Mr. Plastic would be at home within corporations of university VCs and Pro-VCs. He would not need to pass any specific legislation to get them on his side or to exercise control: he would govern, and they would execute. No matter the outcomes. Media would be under the control of a powerful and rich elite caste and always ready to make anything unnoticeable. The only thing to note would be legs and breasts if not genitalia on the cover of their newspapers: masculinity in any sense.
Mr Plastic would definitely favour diplomas issued by retailers, if this would help keep unemployment down and a stream of teenagers ready to be underpaid and indoctrinated by the temples of capitalism. He would also continue with his face-liftings and accurate make-ups like Blair and Brown at each loss of confidence in the British public. Or, like the elite caste of university union leaders at each re-branding of unions. Even higher education magazines and newspapers would lift their look and remix their editorial boards from time to time, to cover the wrinkles and the signs of age.

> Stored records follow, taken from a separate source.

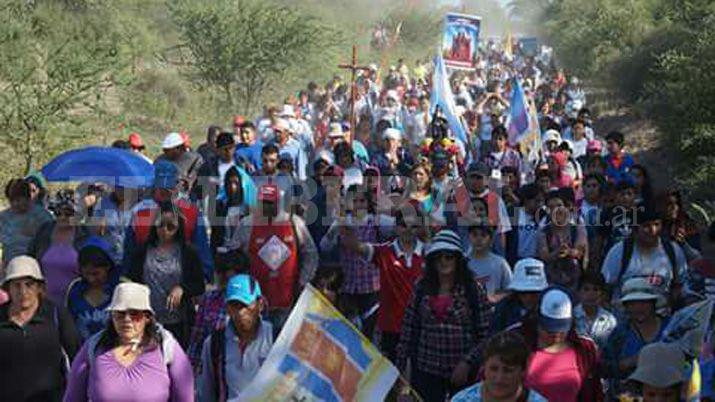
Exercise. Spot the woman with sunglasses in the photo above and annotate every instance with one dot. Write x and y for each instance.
(171, 268)
(36, 337)
(56, 246)
(133, 358)
(362, 277)
(445, 322)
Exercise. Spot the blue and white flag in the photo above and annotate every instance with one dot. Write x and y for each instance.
(518, 115)
(442, 96)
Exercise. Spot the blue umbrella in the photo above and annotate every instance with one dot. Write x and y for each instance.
(113, 166)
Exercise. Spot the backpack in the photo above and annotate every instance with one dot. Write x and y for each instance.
(168, 344)
(629, 246)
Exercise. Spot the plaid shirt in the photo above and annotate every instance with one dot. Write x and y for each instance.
(211, 313)
(361, 275)
(437, 347)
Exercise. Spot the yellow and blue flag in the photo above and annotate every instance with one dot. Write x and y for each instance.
(321, 356)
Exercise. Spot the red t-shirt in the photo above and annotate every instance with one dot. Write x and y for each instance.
(555, 375)
(397, 281)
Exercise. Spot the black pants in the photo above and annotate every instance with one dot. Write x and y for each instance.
(388, 345)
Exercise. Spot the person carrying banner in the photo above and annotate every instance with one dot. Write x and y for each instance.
(400, 264)
(145, 213)
(235, 351)
(282, 253)
(642, 326)
(445, 323)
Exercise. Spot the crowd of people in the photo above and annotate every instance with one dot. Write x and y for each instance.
(480, 272)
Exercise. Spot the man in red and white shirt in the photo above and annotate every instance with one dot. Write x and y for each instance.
(400, 264)
(282, 253)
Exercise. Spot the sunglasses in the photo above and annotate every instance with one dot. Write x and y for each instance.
(64, 213)
(168, 225)
(134, 315)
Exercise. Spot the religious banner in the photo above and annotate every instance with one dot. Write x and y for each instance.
(529, 46)
(691, 329)
(321, 356)
(460, 40)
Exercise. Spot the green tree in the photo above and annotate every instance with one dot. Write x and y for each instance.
(242, 48)
(50, 73)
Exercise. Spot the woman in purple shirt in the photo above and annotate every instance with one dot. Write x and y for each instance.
(133, 359)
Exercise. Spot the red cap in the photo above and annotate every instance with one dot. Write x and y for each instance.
(135, 140)
(560, 158)
(335, 171)
(268, 192)
(238, 120)
(186, 138)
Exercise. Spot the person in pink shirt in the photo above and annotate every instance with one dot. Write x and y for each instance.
(562, 367)
(133, 359)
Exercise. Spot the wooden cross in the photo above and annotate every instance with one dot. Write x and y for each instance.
(354, 68)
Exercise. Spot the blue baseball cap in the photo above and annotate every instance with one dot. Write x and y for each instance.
(165, 175)
(555, 310)
(242, 288)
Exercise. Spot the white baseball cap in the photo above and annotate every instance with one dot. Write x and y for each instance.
(555, 311)
(336, 131)
(529, 276)
(172, 140)
(130, 296)
(552, 135)
(287, 111)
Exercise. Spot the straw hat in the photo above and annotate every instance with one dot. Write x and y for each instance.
(659, 365)
(130, 296)
(23, 267)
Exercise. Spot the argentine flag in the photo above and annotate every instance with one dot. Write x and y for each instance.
(442, 96)
(518, 115)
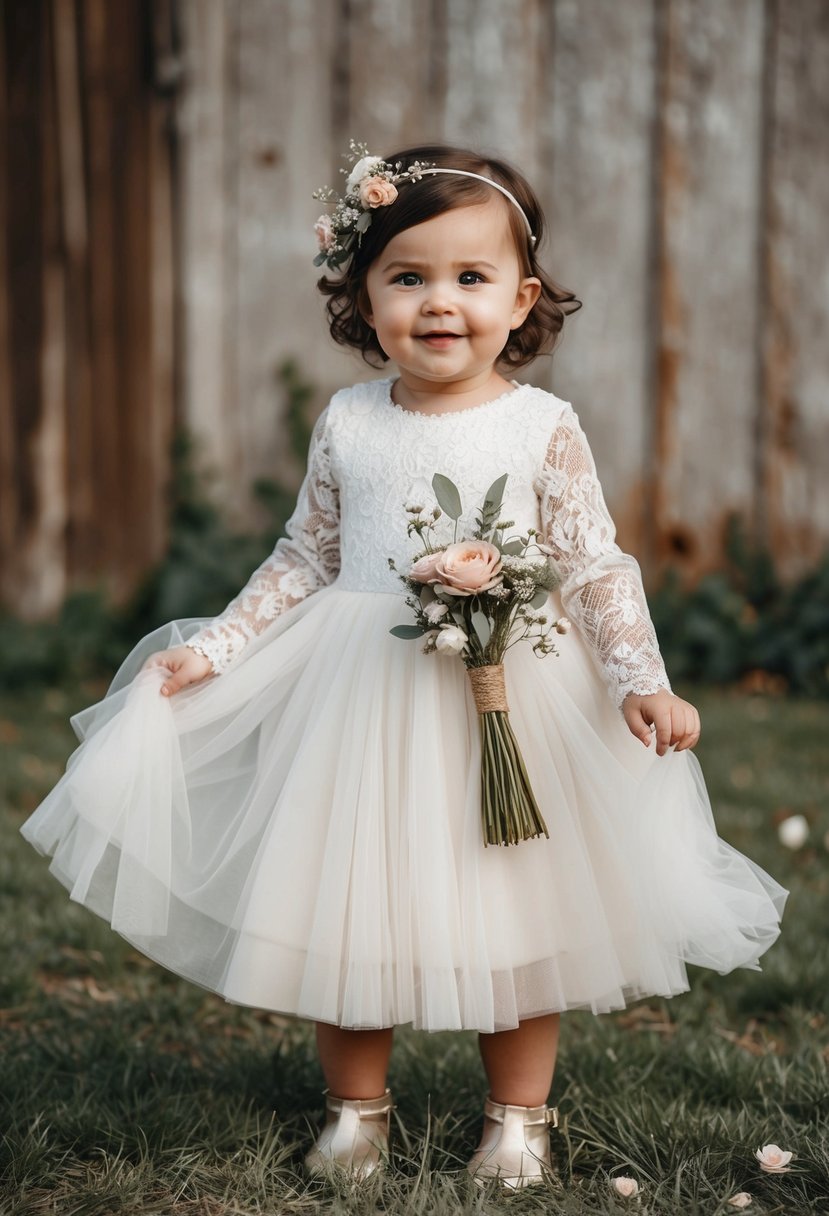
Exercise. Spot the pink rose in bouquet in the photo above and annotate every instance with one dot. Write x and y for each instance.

Many scars would be left on the British education system and on the lives of workers by the cold surgical removal of academics and others who evidence the disfigurement of such a system.
Such scars would be corrected with highly specialised plastic surgery journalism.
Elite castes are like-minded: The objectives are to make the rich always richer and the poor always poorer and ever-increasing in number.
With Mr Plastic in Britain, it would all be like it was for Tony: Education, Education, Education.